Chainlink says it will not support Ethereum’s proof-of-work forks ahead of Merge

As the Ethereum (ETH) network prepares for the rapidly approaching Merge upgrade that will mark its transition to the Proof-of-Stake (PoS) validation algorithm, major players in the cryptocurrency sector are planning their next moves.

One of them is the Chainlink (LINK) protocol, whose team has recently detailed its future steps and recommendations in preparation for the Merge transition slated for September 2022, explaining it will not support the forked versions of the network, including Proof-of-Work (PoW) forks, crypto journalist Colin Wu reported on August 8.

According to the website:

“The Chainlink protocol and its services will remain operational on the Ethereum blockchain during and after the Merge to the PoS consensus layer. Users should be aware that forked versions of the Ethereum blockchain, including PoW forks, will not be supported by the Chainlink protocol.”

Caution over ‘unforeseen incidents’

In addition, the Chainlink team has also advised Ethereum developers and dApp teams “who are unsure of their migration strategy surrounding the Merge” to pause smart contract operations, in order to “avoid unforeseen incidents and help protect end users.”

Furthermore, the document explains that this is because:

“dApps operating on forked versions of Ethereum, including PoW forks, might behave in unexpected ways due to both protocol and application-level issues, introducing increased risk for users.”

Finally, the team promised to “continue to monitor any developments surrounding the Ethereum Merge to ensure the utmost level of reliability of Chainlink services.”

Push for a PoW fork

As a reminder, some factions in the crypto community are pushing against the Merge and have even proposed a fork to preserve Ethereum’s current PoW mechanism post-upgrade.

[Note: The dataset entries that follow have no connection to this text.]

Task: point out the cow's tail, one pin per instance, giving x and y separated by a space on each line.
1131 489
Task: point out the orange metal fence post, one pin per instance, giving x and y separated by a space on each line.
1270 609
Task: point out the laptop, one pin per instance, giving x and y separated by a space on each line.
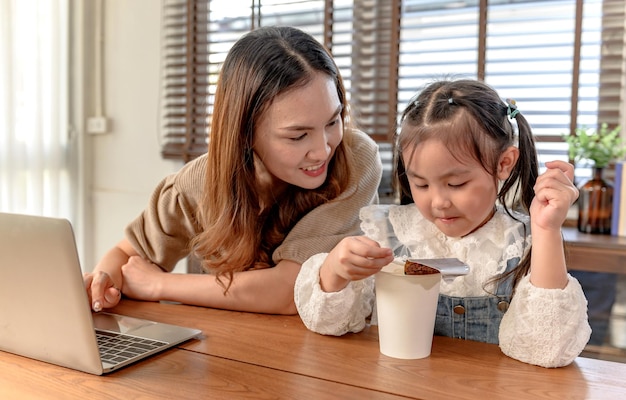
44 307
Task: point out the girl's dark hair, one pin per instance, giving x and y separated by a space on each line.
237 234
471 119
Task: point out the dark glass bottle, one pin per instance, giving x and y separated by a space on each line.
595 204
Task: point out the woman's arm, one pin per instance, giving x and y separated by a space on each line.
267 290
105 284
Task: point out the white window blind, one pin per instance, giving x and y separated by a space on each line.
562 60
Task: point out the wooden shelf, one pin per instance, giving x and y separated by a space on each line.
594 252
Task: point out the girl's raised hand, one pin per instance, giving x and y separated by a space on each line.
555 192
354 258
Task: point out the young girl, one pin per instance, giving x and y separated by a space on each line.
284 178
470 163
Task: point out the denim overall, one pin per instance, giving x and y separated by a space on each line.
475 318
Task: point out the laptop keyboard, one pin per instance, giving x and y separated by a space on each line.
117 347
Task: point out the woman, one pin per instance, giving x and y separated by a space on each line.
284 178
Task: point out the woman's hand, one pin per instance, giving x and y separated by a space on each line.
142 279
555 192
101 290
354 258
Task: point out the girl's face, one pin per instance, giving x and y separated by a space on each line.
458 197
297 135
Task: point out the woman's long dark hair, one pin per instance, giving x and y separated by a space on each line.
237 234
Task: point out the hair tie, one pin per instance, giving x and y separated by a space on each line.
511 108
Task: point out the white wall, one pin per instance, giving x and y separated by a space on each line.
121 166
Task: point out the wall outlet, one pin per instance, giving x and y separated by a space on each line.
97 125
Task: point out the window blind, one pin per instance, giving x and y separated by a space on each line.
562 60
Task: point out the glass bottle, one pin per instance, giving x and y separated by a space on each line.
595 204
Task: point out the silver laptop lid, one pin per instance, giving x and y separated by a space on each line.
44 309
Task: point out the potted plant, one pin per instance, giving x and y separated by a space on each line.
602 147
595 202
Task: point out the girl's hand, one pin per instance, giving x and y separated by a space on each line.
101 290
555 192
354 258
142 279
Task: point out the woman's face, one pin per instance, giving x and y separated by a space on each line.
457 197
297 135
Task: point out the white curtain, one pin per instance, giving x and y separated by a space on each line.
34 130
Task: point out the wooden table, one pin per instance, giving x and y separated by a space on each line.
595 252
245 355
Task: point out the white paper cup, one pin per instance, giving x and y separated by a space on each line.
406 308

Ethereum founder Vitalik Buterin didn’t seem very concerned by this movement, commenting that it’s coming from “a couple of outsiders that basically have exchanges and most just want to make a quick buck.”

Having previously expressed support for Ethereum Classic (ETC) which is the result of the contentious hard fork of 2016, Buterin said that:

“So, I’m not expecting it to have substantial long-term adoption, just because I think Ethereum Classic already has a superior community and superior product for people pro-proof-of-work.”

Indeed, Buterin earlier noted that the network had enough room to accommodate PoW miners and that ETC was “a totally fine chain.” His endorsement was the partial reason for the ensuing capital inflow and price rally of the Ethereum Classic token, as Finbold reported.